Grâce aux prix élevés des matières premières (pétrole et minerais), Evo Morales bénéficie de réserves internationales inédites, aux alentours de neuf milliards de dollars (les plus élevées par habitant d’Amérique Latine), d’un excédent budgétaire, d’une croissance moyenne de 5 % par an (6,2 % en 2008) et d’une inflation basse. Ces résultats – ajoutés à de bonnes relations avec les banques privées – ont motivé les félicitations du FMI. Lesquelles montrent, il est vrai, une certaine «orthodoxie» bolivienne en termes de prudence et d’équilibre fiscal – sans que cela soit un symptôme de libéralisme économique –, mais reflètent aussi les changements post-crise et une certaine évolution des discours du FMI.
Le soir de sa victoire, Evo Morales a promis à la foule rassemblée devant le palais présidentiel «d’approfondir et d’accélérer le processus de changement». Vous y croyez ?
La radicalisation possible – et ses modalités – du gouvernement d’Evo Morales fait partie intégrante du débat politique actuel en Bolivie, à la lumière du pouvoir sans contrepoids issu du vote du 6 décembre 2009.
Il ne fait aucun doute que le gouvernement cherche à approfondir les réformes de diverses manières: redistribution des terres non productives, sécurité sanitaire, changements dans la justice, loi d’investigation des fortunes mal acquises et application de la nouvelle constitution font partie de l’agenda officiel.

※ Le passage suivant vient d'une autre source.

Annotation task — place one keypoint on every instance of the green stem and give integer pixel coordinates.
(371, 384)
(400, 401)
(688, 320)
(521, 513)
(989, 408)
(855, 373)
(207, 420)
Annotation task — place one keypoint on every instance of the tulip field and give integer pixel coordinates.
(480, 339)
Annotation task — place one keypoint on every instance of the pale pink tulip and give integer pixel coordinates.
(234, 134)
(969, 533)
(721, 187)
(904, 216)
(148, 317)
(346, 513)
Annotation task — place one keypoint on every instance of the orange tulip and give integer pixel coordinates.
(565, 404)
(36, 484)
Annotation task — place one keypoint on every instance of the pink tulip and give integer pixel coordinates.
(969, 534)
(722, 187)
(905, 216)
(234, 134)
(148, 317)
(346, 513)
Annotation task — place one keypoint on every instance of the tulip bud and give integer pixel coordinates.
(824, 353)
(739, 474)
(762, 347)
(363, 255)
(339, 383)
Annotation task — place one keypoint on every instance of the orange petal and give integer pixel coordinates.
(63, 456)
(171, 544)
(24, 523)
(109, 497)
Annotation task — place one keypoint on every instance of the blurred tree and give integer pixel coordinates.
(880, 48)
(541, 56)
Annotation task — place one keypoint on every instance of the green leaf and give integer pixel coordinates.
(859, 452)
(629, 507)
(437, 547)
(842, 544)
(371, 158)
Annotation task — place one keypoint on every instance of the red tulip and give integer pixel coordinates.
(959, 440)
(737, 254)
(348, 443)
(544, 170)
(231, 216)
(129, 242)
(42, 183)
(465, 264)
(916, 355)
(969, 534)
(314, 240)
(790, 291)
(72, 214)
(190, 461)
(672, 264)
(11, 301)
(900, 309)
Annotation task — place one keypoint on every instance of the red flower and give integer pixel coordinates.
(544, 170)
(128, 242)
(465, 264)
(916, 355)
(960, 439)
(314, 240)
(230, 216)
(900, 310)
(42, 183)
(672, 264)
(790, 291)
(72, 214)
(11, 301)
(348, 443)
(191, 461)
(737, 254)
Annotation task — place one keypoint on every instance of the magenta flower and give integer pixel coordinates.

Mais prendre au pied de la lettre les déclarations anticapitalistes ou socialistes d’Evo Morales peut porter à confusion. Les véritables bases du MAS (Mouvement vers le socialisme) sont constituées de petits producteurs, ruraux et urbains, recherchant la mobilité sociale qui leur a été jusqu’ici refusée et, comme à d’autres moments dans l’histoire, investis par des mouvements national-populaires. «[Avec ces résultats] Notre horizon s’éclaircit: le grand bond industriel, l’État productif social protecteur social et le déploiement de la décolonisation et de l’autonomie, se feront ainsi de manière plus rapide, plus convaincante et plus décidée», expliquait récemment le vice-président Alvaro Garcia Linera, montrant par-là même sa pleine conscience des portées et des limites d’une possible «radicalisation» post-électorale. La radicalisation n’ira pas non plus, comme le montre clairement cette citation, sur la voie d’un éco-communautarisme certes utile pour générer des sympathies dans les sommets internationaux, mais loin de constituer le noyau dur du projet officiel.
Dans ce cadre, les tentatives pour séparer un «évisme» socialiste d’un «alvarisme» (pour Alvaro Garcia Linera) andino-capitaliste – qui émerge dans certaines analyses – ne nous donnent aucune piste d’analyse sérieuse. Elles gênent même, au contraire, une compréhension d’ensemble des tendances actuelles du changement: plus que les biographies, les sensibilités politiques ou idéologiques et les appuis personnels, c’est le nationalisme populaire ou le post-néolibéralisme plus ou moins diffus qui les unit en tout, qu’ils parlent de socialisme, de capitalisme andin ou de communautarisme urbain.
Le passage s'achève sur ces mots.